FIGURE 3. Determination of gRNA activity through experimental methods. (A) Schematic representation of gRNA activity assessment based on experiments. I: Plasmids carrying gRNAs were transformed into Ptac-9 (CRISPR-Cas9), L12 (CRISPR-Cas12a), and 9-12 (HyCas9-12aGEP); II: Expressed gRNAs guide Cas9 or Cas12a for genome cleavage; III: The more thorough the cleavage of genomic DNA by Cas9/gRNA or Cas12a/gRNA, the fewer the number of transformants. (B) Schematic representation of dual-target DNA cleavage mediated by hfgRNA in 9–12. Transformed hfgRNA is processed by Cas12a to yield crRNA and sgRNA, guiding Cas12a and Cas9 to simultaneously target two genomic loci. (C, D) Impact of hfgRNA design on the activity of sgRNAs and crRNAs targeting the zwf, pck, gnd, crtR, alaT, CGP3, gdh, crtEb-crtR and esrR loci.
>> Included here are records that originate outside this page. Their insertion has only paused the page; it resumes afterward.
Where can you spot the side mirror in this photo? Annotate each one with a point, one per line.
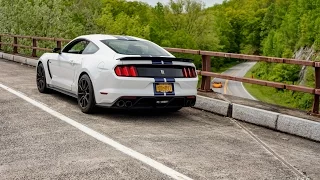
(56, 50)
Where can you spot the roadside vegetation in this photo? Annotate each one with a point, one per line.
(262, 27)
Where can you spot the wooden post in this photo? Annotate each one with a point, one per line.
(15, 48)
(34, 51)
(315, 108)
(206, 80)
(59, 44)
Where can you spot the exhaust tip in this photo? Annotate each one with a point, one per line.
(128, 104)
(120, 103)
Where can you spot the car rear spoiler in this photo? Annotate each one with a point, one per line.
(148, 58)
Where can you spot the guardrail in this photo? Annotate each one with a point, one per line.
(205, 71)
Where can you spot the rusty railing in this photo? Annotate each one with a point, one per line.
(205, 71)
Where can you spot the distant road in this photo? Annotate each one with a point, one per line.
(232, 87)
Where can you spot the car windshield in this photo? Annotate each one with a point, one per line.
(134, 47)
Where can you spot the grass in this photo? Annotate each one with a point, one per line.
(280, 97)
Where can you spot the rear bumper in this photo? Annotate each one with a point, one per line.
(153, 102)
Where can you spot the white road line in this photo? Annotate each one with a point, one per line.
(160, 167)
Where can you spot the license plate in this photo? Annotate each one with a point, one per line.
(164, 88)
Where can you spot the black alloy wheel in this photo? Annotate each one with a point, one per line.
(86, 100)
(41, 79)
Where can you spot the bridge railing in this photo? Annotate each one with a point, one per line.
(205, 71)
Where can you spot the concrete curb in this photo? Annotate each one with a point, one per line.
(255, 116)
(281, 122)
(284, 123)
(299, 126)
(212, 105)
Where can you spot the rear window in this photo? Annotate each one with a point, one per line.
(134, 47)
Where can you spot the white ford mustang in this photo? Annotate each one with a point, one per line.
(118, 72)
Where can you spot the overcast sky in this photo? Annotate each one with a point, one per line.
(154, 2)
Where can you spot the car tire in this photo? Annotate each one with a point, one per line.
(41, 79)
(86, 99)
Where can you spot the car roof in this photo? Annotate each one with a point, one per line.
(99, 37)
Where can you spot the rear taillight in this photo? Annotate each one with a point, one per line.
(189, 72)
(127, 71)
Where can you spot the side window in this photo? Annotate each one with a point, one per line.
(90, 49)
(77, 47)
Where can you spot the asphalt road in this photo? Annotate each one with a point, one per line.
(233, 87)
(45, 136)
Plasmids expressing sgRNA, crRNA, and their respective fusion hfgRNA were separately transformed into Ptac-9 and L12 to determine the number of transformants. (E) Determination of the transformation efficiency of 24 hfgRNAs in Ptac-9, L12, and 9-12. The 24 corresponding target sites for hfgRNAs are provided in Supplementary Data S2. hfgRNA1-9 are used in panels (C) and (D). Data are presented as mean values+/−SD (n = 3 independent experiments). ***p < 0.01, Student’s two-tailed t-test.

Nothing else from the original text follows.